Our results demonstrate that women residing in the San Juan metropolitan area of PR are highly exposed to these four vaccine-targeted HPV types. In fact, HPV 6,11,16,18 antibodies were present in more than 40% of subjects, irrespective of the presence or absence of current genital infection. This finding highlights the burden of current, as well as of past lifetime exposure to HPV in the study group. In addition, serological data confirmed lifetime exposure to at least one HPV vaccine type in almost half of the study subjects. This estimate is higher than that for women aged 14–59 years (31.8% seropositivity) in the 2003–2006 US National Health and Nutrition Examination Survey (NHANES) (14). Although our small sample size may impact the precision of this estimate. Assay differences and a smaller sample size limiting the precision of the estimate could both contribute to the differences. Direct comparison of the M4ELISA used in the current study has shown higher detection in unvaccinated samples than the competitive luminex assay used in the NHANES survey (10). Public health intervention to vaccinate before sexual debut is needed to have an impact on HPV related morbidities. Information on seroprevalence of specific HPV types in this population can be used for monitoring HPV vaccination strategies in the future, including the inclusion of the new nanovalent HPV vaccine.

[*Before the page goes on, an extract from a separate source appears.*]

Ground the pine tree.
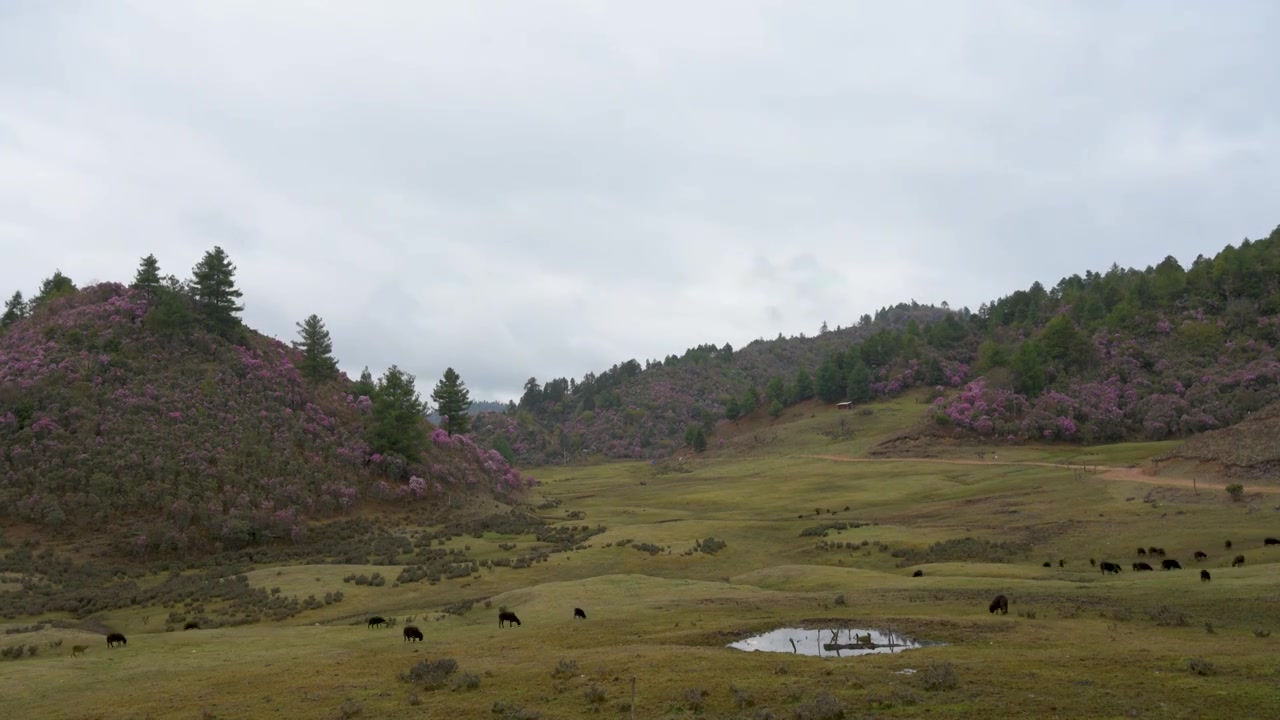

Finally, our findings showed an association between cervical HPV 18 detection and HPV 18 serology that was statistically significant (p<0.05). The literature suggests that the pattern of HPV-18 seroconversion is more similar to that of HPV-16, than any other HPV type (15). However, our results showed no significant difference between HPV 6/11 and 16 and anogenital HPV DNA infection, as observed in other studies, whose results did show significant associations of HPV 6/11 and 16 antibodies and anogenital HPV DNA infection (3,4). HPV DNA infection does not always induce an immune response that results in HPV-specific antibodies (15–17).

The low detection rates of HPV DNA in cervix and anus limited the power of this study to evaluate associations with HPV serology, particularly for specific HPV types. Further, the cross-sectional data do not give insights into differences in seroconversion rates and anatomic site infection. While our study showed that in women, HPV seropositivity was more strongly associated with cervical than anal HPV and seropositivity, this result needs to be interpreted with caution. Longitudinal studies will give a better understanding of the natural history of HPV infections at various anatomic sites and of the immune response to these natural infections.